International career^{‡}
- 2003–: Faroe Islands / 42 / (0)

= Atli Danielsen =

Faroese footballer (born 1983)

Atli Danielsen (born 15 August 1983) is a Faroese footballer who currently plays for KÍ Klaksvík in the Premier League of the Faroe Islands.

==Club career==
Danielsen started with KÍ Klaksvík, playing his first game in their 2000 league season.
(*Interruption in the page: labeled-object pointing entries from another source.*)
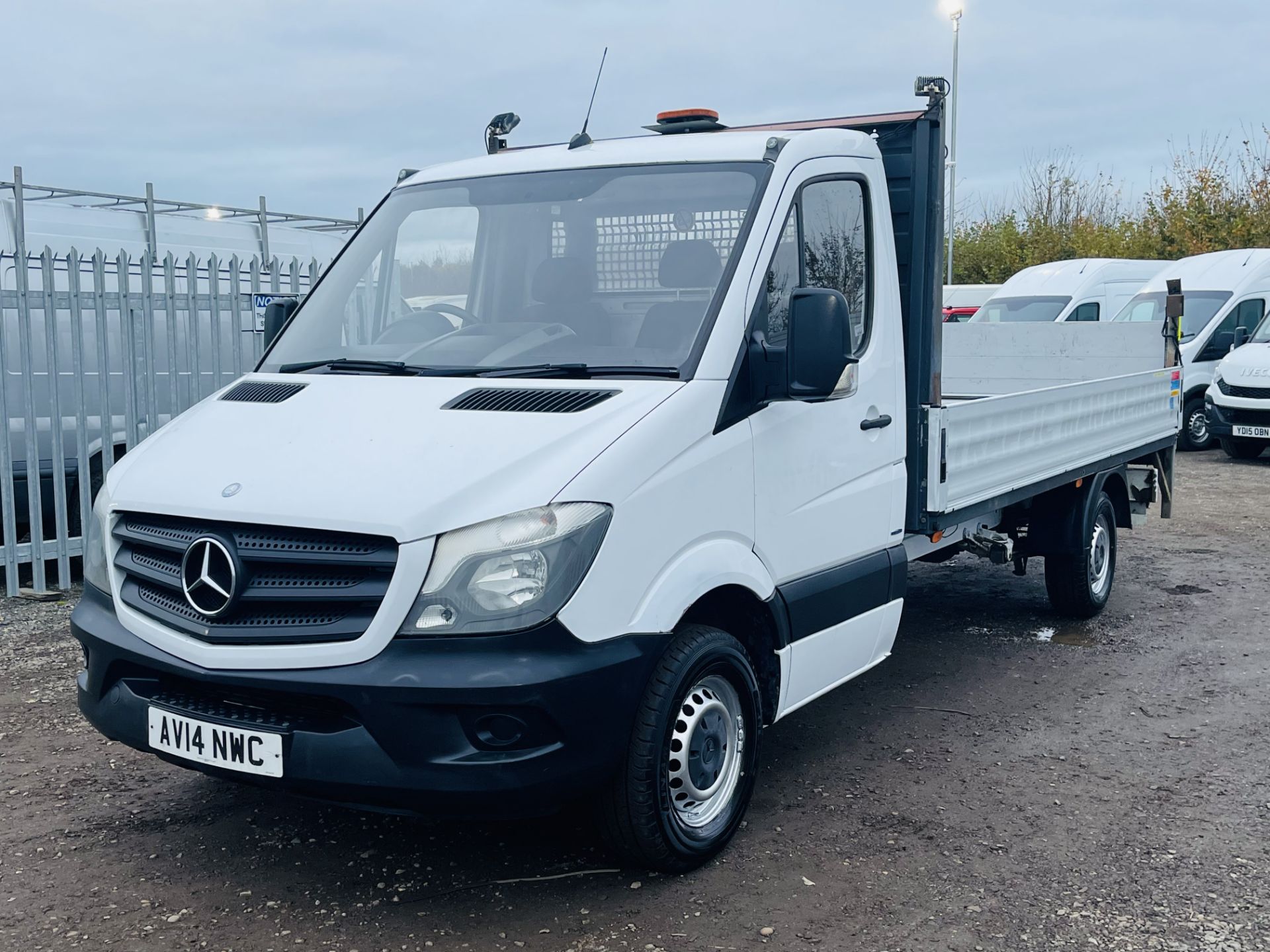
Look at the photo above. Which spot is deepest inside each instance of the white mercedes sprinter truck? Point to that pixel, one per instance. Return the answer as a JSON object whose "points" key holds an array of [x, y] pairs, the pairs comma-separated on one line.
{"points": [[656, 492], [1238, 400]]}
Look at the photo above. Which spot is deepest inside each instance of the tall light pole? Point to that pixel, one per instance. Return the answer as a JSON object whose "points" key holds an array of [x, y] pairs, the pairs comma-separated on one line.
{"points": [[954, 11]]}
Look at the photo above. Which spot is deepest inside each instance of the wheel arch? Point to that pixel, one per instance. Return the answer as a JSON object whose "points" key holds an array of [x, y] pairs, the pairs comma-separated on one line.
{"points": [[1057, 520], [760, 625]]}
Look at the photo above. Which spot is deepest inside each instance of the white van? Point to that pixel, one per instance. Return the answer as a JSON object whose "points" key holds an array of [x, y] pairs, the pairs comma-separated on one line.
{"points": [[1080, 290], [1224, 291], [658, 492], [1238, 401]]}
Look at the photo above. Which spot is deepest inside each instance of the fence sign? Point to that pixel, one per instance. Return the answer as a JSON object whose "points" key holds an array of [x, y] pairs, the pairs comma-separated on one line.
{"points": [[261, 301]]}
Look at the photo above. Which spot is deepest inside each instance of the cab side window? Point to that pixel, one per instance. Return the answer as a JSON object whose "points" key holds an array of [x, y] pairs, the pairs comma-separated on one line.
{"points": [[783, 277], [1246, 314], [825, 244]]}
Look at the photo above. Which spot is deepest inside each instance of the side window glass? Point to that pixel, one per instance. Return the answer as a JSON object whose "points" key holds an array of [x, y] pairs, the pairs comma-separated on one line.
{"points": [[1246, 314], [836, 247], [1250, 313], [783, 277]]}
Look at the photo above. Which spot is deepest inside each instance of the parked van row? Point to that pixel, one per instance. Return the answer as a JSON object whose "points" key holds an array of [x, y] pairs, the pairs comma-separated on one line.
{"points": [[1226, 295]]}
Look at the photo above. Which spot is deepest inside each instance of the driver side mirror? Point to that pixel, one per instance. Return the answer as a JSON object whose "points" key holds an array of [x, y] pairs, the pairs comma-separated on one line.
{"points": [[818, 347], [277, 313]]}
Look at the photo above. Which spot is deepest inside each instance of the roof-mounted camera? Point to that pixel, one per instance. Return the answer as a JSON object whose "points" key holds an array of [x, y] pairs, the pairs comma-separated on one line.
{"points": [[498, 127], [935, 88]]}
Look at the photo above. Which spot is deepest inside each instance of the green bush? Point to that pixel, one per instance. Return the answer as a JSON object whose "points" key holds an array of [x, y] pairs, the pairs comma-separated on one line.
{"points": [[1214, 197]]}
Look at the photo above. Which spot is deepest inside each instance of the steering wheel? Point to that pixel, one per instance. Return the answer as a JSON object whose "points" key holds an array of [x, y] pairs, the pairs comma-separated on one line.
{"points": [[460, 313], [425, 324]]}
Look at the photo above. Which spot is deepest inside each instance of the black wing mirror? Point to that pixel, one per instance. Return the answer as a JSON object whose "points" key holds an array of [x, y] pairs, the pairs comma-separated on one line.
{"points": [[277, 313], [818, 347]]}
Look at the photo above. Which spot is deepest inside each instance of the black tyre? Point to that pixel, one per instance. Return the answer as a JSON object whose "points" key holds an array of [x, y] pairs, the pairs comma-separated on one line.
{"points": [[1080, 584], [1194, 434], [694, 752], [1242, 448]]}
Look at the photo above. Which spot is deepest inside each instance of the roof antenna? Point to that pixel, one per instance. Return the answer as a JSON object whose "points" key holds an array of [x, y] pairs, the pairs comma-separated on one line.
{"points": [[582, 139]]}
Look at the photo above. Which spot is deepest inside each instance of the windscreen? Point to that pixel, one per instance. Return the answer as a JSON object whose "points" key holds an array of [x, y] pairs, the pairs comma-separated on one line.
{"points": [[1198, 311], [1002, 310], [585, 267]]}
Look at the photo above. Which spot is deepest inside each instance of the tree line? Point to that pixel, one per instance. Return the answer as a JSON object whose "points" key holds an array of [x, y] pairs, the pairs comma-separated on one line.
{"points": [[1214, 196]]}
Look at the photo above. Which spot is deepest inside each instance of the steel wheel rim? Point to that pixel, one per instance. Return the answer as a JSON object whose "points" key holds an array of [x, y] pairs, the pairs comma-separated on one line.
{"points": [[705, 753], [1100, 556], [1198, 427]]}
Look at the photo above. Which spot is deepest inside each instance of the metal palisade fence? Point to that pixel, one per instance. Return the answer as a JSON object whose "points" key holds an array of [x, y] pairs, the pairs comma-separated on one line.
{"points": [[98, 350]]}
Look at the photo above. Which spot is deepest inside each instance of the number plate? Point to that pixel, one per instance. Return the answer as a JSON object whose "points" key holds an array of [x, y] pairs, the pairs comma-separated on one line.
{"points": [[232, 748], [1241, 430]]}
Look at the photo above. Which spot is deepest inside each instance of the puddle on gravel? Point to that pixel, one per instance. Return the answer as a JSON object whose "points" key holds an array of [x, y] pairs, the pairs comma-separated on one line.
{"points": [[1070, 635], [1188, 590]]}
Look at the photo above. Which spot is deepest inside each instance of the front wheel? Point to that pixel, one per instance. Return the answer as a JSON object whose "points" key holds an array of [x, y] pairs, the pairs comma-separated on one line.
{"points": [[1080, 583], [1242, 448], [690, 768], [1194, 434]]}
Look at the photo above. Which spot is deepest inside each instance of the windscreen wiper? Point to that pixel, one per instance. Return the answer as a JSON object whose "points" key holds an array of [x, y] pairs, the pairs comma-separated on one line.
{"points": [[579, 371], [396, 368]]}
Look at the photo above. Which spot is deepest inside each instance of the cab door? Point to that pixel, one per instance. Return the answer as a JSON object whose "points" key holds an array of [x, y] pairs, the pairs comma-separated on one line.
{"points": [[829, 476]]}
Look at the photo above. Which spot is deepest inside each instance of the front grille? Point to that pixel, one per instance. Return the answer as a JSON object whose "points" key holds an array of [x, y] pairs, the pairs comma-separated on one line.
{"points": [[295, 586], [1245, 393]]}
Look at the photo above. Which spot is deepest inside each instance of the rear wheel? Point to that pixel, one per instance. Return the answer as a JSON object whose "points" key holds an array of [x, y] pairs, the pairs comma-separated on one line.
{"points": [[1194, 434], [690, 768], [1080, 583], [1242, 448]]}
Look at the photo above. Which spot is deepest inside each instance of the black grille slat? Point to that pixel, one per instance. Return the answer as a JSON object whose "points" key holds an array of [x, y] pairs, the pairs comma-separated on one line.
{"points": [[298, 586], [544, 400], [262, 391], [1244, 393]]}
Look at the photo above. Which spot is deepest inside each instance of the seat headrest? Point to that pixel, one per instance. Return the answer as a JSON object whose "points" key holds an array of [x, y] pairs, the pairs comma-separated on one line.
{"points": [[562, 280], [690, 264]]}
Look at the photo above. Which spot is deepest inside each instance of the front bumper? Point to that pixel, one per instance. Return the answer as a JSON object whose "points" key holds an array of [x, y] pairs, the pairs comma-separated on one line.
{"points": [[502, 724], [1222, 418]]}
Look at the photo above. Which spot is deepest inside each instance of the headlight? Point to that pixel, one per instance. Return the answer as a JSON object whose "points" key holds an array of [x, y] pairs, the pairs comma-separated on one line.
{"points": [[508, 574], [95, 554]]}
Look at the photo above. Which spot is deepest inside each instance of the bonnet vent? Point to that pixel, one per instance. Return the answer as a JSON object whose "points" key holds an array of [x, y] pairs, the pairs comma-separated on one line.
{"points": [[259, 391], [536, 400]]}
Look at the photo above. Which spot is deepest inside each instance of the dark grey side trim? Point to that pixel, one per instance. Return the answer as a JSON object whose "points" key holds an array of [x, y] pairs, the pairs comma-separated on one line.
{"points": [[833, 596]]}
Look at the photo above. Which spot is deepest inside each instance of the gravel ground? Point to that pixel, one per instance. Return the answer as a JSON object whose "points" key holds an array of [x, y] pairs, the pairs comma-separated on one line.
{"points": [[1005, 781]]}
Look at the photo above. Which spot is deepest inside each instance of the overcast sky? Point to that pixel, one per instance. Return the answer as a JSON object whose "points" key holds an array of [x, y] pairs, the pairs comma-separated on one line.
{"points": [[317, 104]]}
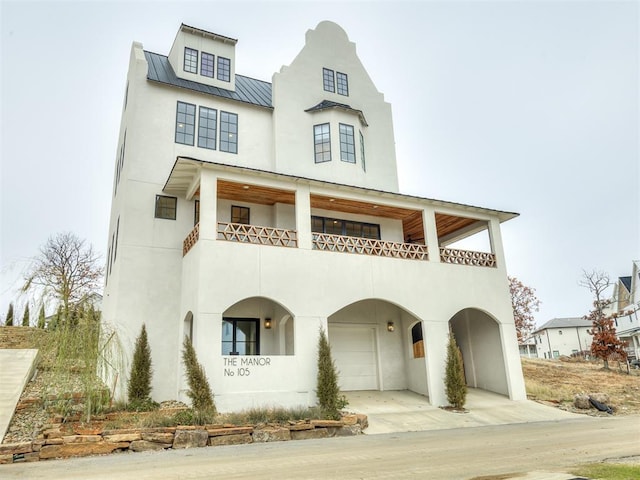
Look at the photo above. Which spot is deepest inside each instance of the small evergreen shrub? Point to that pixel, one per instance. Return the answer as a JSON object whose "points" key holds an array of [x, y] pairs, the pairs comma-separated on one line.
{"points": [[139, 390], [330, 400], [25, 317], [199, 390], [456, 387], [41, 317]]}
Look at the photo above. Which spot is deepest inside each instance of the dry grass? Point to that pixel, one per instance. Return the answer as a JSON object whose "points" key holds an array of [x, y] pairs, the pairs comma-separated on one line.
{"points": [[558, 381]]}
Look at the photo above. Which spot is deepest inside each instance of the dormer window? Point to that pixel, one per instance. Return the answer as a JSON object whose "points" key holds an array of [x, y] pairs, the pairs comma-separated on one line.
{"points": [[331, 80], [327, 80], [206, 64], [343, 83], [190, 60], [224, 69]]}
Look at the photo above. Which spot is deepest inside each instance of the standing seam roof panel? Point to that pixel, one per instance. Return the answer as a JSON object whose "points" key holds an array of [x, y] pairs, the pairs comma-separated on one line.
{"points": [[248, 90]]}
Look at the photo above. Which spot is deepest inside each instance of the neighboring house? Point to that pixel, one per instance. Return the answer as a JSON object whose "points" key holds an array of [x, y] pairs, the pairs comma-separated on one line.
{"points": [[625, 308], [529, 347], [247, 215], [563, 337]]}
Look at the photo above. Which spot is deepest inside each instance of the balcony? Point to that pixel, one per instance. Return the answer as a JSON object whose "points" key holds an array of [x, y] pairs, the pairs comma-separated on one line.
{"points": [[367, 246], [275, 237]]}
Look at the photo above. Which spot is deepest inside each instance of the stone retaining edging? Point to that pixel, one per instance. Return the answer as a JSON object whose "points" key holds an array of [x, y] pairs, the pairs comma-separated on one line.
{"points": [[54, 443]]}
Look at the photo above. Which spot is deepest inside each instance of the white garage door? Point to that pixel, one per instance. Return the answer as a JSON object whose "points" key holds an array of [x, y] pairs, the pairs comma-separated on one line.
{"points": [[354, 351]]}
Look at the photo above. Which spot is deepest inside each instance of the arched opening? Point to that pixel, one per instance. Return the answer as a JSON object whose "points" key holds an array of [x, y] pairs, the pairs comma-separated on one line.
{"points": [[257, 326], [372, 346], [478, 337]]}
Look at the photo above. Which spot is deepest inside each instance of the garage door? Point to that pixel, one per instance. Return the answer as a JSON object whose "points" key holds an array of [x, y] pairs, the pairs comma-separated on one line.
{"points": [[354, 351]]}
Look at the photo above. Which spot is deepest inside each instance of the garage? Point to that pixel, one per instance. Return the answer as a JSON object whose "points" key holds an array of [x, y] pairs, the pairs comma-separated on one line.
{"points": [[354, 352]]}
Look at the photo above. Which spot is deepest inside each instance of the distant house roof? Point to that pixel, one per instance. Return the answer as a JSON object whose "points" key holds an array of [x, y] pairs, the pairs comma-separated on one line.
{"points": [[325, 104], [564, 323], [626, 281], [248, 90]]}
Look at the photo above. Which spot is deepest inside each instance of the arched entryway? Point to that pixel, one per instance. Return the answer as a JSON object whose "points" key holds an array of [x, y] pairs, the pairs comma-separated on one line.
{"points": [[374, 349], [479, 339], [257, 326]]}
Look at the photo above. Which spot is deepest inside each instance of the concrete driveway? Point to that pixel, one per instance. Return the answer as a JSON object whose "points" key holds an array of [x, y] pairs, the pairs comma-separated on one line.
{"points": [[405, 411]]}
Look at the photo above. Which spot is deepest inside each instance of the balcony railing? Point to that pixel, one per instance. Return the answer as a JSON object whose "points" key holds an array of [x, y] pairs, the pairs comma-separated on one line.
{"points": [[237, 232], [368, 246], [467, 257], [191, 239]]}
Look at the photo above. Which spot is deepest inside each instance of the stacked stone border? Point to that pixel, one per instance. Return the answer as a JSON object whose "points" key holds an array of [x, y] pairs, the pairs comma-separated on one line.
{"points": [[54, 443]]}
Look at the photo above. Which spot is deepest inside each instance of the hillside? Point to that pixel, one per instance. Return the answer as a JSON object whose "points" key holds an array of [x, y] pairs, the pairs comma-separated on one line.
{"points": [[558, 381]]}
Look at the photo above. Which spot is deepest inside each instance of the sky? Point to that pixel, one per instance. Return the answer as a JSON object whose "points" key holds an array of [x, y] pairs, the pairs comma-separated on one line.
{"points": [[522, 106]]}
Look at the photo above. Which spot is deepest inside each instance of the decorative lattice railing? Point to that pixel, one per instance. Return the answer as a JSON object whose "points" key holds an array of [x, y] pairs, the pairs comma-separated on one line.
{"points": [[191, 239], [467, 257], [368, 246], [237, 232]]}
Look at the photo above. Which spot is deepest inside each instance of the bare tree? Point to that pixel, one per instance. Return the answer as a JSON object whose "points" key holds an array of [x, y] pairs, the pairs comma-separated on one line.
{"points": [[66, 269], [605, 343], [524, 302]]}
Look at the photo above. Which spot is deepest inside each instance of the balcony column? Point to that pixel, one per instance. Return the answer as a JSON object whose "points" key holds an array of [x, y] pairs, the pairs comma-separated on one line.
{"points": [[431, 234], [303, 216], [495, 238], [208, 205]]}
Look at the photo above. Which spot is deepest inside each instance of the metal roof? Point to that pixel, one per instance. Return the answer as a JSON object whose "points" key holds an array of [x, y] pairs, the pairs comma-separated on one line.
{"points": [[325, 104], [248, 90], [626, 281], [565, 323]]}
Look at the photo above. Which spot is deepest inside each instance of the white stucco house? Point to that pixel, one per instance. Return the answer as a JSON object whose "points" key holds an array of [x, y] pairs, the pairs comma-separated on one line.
{"points": [[563, 337], [625, 308], [247, 215]]}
After he became a regular in the national team he was loaned to Norwegian side Sogndal before he signed for Danish outfit Boldklubben Frem. In the wintertransfer 2010, he signed FC Roskilde.

==International career==
Danielsen is a regular in the Faroese national team. He made his debut in April 2003 in friendly match against Kazakhstan, coming on as a substitute for Hans Fróði Hansen.